1. How to Prepare to Breastfeed
Just like you prepare yourself as much as you can for giving birth and for what is to come after, you should do the same for breastfeeding as well.
During your pregnancy, get the best advice you can from your doctors, family and friends – i.e., people who have done this before. You can schedule an appointment with a lactation consultant who will let you know all the fundamentals you need to know regarding breastfeeding.
“How do I prepare my body to breastfeed?” Your body has taken care of this from the beginning of your pregnancy. The tingling sensation in your nipples, your breasts feeling tender, and leaking of colostrum is your body preparing to breastfeed for when the baby arrives. In the duration of the pregnancy, the milk producing cells increase, and continue to develop till you have the baby.
After your baby is born, it is important to have skin-to-skin contact. Your midwife will assist you with a breastfeeding position that is most comfortable for you after delivery.
Your baby may use their rooting reflexes and latch on to your breast instantly or they may rest for a while and then feed later.
During this entire process, it is important to remember that your body will adjust to this new endeavour. Breastfeeding may be painful in the beginning but it is a matter of adapting, and pretty soon it will be the norm for you.
2. How to Make Breast Milk Flow
In the first week after delivery, your body will produce breast milk whether or not you are breastfeeding.
After then, the continued production of breast milk will be based on supply and demand. This means, in order to establish and maintain breast milk flow for your baby (the supply), you will have to either breastfeed or pump regularly (the demand).
Breastfeeding every two to three hours will cause your breasts to get empty, keep your prolactin levels up (the hormones that signal the milk-making glands to make milk) which will stimulate the milk production to keep going.
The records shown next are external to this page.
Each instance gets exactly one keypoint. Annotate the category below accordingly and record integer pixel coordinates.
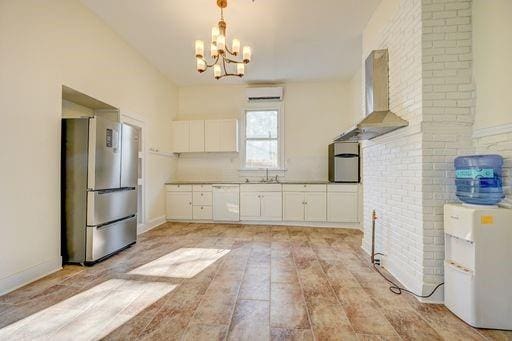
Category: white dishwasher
(226, 202)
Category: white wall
(315, 113)
(45, 44)
(492, 50)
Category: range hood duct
(379, 120)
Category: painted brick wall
(408, 174)
(392, 164)
(448, 115)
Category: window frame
(264, 106)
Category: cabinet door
(180, 136)
(342, 207)
(179, 205)
(196, 139)
(228, 135)
(271, 205)
(250, 205)
(316, 206)
(293, 206)
(211, 136)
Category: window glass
(261, 124)
(261, 139)
(261, 154)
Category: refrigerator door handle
(115, 142)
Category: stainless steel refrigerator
(344, 163)
(99, 181)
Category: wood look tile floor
(228, 282)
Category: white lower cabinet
(187, 202)
(316, 206)
(271, 206)
(293, 206)
(250, 205)
(179, 205)
(304, 206)
(333, 203)
(261, 202)
(202, 213)
(342, 204)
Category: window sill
(262, 169)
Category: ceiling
(292, 40)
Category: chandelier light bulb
(247, 54)
(199, 49)
(240, 69)
(201, 65)
(235, 46)
(217, 71)
(221, 43)
(215, 34)
(213, 50)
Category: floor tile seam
(336, 296)
(237, 300)
(164, 304)
(90, 308)
(202, 300)
(413, 309)
(303, 296)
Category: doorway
(138, 123)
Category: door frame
(139, 122)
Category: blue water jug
(478, 179)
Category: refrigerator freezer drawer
(106, 239)
(105, 206)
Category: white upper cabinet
(196, 138)
(211, 135)
(181, 136)
(205, 136)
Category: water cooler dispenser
(478, 264)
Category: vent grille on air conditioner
(264, 94)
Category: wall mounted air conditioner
(272, 94)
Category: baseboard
(151, 224)
(274, 223)
(31, 274)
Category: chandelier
(222, 56)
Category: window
(262, 139)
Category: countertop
(281, 182)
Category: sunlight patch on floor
(182, 263)
(91, 314)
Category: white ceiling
(292, 40)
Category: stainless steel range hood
(379, 120)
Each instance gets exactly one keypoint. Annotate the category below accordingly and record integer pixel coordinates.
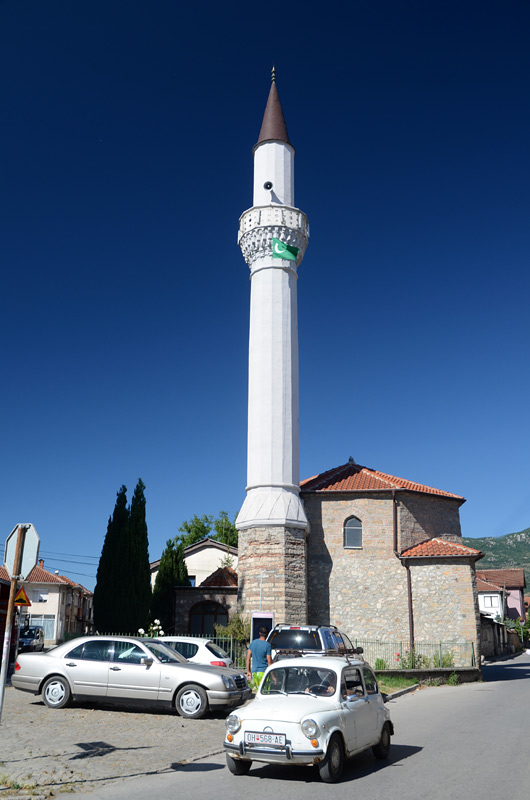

3. How to Get a Good Latch with Newborn
This is the moment that you have been waiting for: Your baby taking in a chunk of your nipple and “latching on”, beginning to suck and drawing out the milk.
A good latch is when your nipple doesn’t feel extremely sore, and your baby gets all the food they need until their next meal.
If all of this sounds like too much for you, or you are worried about something going wrong, it is important to know that babies are hardwired to find their mother’s breast and latch on. They often need very little help to do so as well.
Here are some ways you can ensure a good latch right from the start:
- You need to find a sweet spot you can stay in for some time. While some experts recommend a reclined position, you can do whatever is comfortable for you. Get all the pillows you need, and ask your partner to be there to help you with the baby.
- On your bare chest, put your baby in such a way that their chin and cheeks touch your breasts.
- By having your hand on the baby’s upper back and neck, stimulate their interest in your nipple so that they open their mouth.
- You can squeeze out some colostrum by rubbing your thumb back and forth across the nipple, and then gently pressing your areola.
- Your baby’s lips should be close to your nipple, so that when they smell the colostrum, they will open their mouth and latch on.
- You will know your baby is swallowing when you see their temple and lower jaw move in sync, and their sweet occasional exhales.
While it is common for new mothers to experience some nipple soreness, it should go away a little while after the baby has latched on. If you feel discomfort lasting the whole feeding session, and if your nipple is cracked or bleeding, you should consult your doctor as soon as possible.
Sometimes issues arise that interfere with breastfeeding but there is almost always a solution for it.